FBI Investigates Philly City Contracts
PHILADELPHIA (AP) _ At the height of the campaign that carried him into office in 1999, Mayor John Street offered encouraging words to the lawyers and entrepreneurs thinking about giving money to his campaign.
``The people who support me in the general election have a greater chance of getting business from my administration than the people who support Sam Katz,″ Street said of his Republican opponent.
Four years later, the FBI appears to be investigating whether the mayor kept his word without breaking the law.
The federal investigation dates back many months but only became public on Oct. 7, when police discovered listening devices that the FBI had placed in Street’s City Hall office.

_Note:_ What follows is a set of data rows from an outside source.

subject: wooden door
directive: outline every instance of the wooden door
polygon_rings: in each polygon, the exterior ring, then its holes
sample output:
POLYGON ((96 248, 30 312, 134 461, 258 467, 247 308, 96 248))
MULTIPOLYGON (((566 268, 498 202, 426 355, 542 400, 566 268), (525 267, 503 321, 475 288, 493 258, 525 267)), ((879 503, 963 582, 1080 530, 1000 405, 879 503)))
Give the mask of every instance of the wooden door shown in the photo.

In the past few months, federal agents have asked several former members of the Street administration whether they were pressured into handing municipal contracts to the mayor’s supporters.

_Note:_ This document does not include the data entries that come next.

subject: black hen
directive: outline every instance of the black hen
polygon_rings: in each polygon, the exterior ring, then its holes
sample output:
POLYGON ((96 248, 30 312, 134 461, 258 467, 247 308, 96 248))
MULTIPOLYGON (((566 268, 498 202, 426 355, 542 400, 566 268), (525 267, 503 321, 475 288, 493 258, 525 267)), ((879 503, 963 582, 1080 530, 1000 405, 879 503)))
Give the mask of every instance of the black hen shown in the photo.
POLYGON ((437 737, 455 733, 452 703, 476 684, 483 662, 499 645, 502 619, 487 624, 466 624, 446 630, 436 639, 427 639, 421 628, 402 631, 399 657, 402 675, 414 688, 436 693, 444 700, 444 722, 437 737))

FBI agents on Wednesday asked the city’s former treasurer whether an attorney who specializes in government contracts, Ronald A. White, ever offered her or the mayor money in exchange for city work.

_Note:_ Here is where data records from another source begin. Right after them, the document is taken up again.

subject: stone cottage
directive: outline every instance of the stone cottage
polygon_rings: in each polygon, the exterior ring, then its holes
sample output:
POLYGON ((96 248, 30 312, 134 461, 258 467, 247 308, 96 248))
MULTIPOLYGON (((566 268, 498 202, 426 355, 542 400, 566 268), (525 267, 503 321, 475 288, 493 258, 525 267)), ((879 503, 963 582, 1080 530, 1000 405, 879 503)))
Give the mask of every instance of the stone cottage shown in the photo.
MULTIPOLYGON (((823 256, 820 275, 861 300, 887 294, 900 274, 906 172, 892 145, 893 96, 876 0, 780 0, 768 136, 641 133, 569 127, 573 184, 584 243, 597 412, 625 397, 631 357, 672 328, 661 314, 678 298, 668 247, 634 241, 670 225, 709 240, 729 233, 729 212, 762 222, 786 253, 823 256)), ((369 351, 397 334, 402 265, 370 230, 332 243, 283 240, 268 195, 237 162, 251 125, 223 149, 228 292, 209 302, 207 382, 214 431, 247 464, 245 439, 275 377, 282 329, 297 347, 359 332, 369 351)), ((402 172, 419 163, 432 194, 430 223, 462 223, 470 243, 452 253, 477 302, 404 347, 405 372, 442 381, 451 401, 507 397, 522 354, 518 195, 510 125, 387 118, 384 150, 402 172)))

``I told them `no,‴ Folasade Olanipekun told the Philadelphia Daily News.
In July, two agents visited the home of Louis Applebaum, the city’s former procurement commissioner. They wanted to know how a $13.6 million contract at the city-owned Philadelphia International Airport had been awarded to a company that employed the mayor’s brother.
Applebaum said the firm, Philadelphia Airport Services, got the job because it offered to do the work for $2 million less than a competitor.
Federal authorities have refused to discuss the investigation, but in recent weeks agents have sought interviews and records from several people and companies who contributed money to Street’s campaigns and later received lucrative city contracts.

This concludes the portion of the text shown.